BOSTON -- A crew is at work in Boston unearthing a time capsule believed buried by patriots Samuel Adams and Paul Revere.
The 18th-century capsule was left in a cornerstone of the Massachusetts State House, CNN affiliate WBZ reports. The capsule is believed to date from 1795, when construction started on the building.
The cornerstone has been removed because of repair work to the historic building, and a worker from the Museum of Fine Arts in Boston was chipping away at it Thursday to get at the capsule.
It's a painstaking process, reports WBZ NewsRadio reporter Carl Stevens, who tweeted about the capsule removal Thursday morning.
The capsule contains rare coins, a Paul Revere plate, papers and other artifacts dating back to the 1600s, said Massachusetts Secretary of State William Galvin, who also heads the state's historical commission.
Galvin told CNN that its contents are expected to be revealed sometime next week.
"As soon as the box is freed from the stone, we will show the box, then send it to the MFA, they will X-ray it over the weekend and open it sometime there next week," he said. "The contents are of concern, but the plaster that held the box in place is in good condition."
The capsule was last dug up during emergency repairs to the State House in 1855 and put back in place when the cornerstone was reset, he said.
"There were some coins that were tossed in the 1855 ceremony in the mix of the mortar. They are in good condition so we are optimistic that the box itself has withstood the test of time and that it will therefore be holding the contents securely," Galvin said.

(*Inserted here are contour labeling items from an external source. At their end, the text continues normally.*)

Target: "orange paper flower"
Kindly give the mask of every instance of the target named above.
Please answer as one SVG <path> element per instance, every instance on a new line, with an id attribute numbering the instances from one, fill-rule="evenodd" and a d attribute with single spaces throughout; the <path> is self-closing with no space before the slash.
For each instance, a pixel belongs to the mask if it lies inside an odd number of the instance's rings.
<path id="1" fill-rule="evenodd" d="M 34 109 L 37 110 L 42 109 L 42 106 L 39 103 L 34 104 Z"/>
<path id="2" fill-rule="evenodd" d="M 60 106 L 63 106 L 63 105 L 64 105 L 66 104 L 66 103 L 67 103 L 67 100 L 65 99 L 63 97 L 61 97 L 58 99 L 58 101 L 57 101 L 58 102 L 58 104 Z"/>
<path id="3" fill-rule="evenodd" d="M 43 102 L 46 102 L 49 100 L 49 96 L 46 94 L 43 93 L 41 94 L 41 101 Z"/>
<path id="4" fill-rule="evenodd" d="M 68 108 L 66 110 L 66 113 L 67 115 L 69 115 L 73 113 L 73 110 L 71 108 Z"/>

Galvin says both time-capsule events -- in 1855 and in 1795 -- were chronicled in detail.
"What we know the box contains, based on the notes that we have, is a Paul Revere plate, papers, and coins from the 1600s. It may contain other stuff too, we don't know that yet," he said.
The Secretary of State's office is looking into whether the box will be reinstated and whether new items from the current era will be added to the box and reburied.
WBZ's Mark Katic continues to report on the capsule removal and has been live-tweeting this afternoon.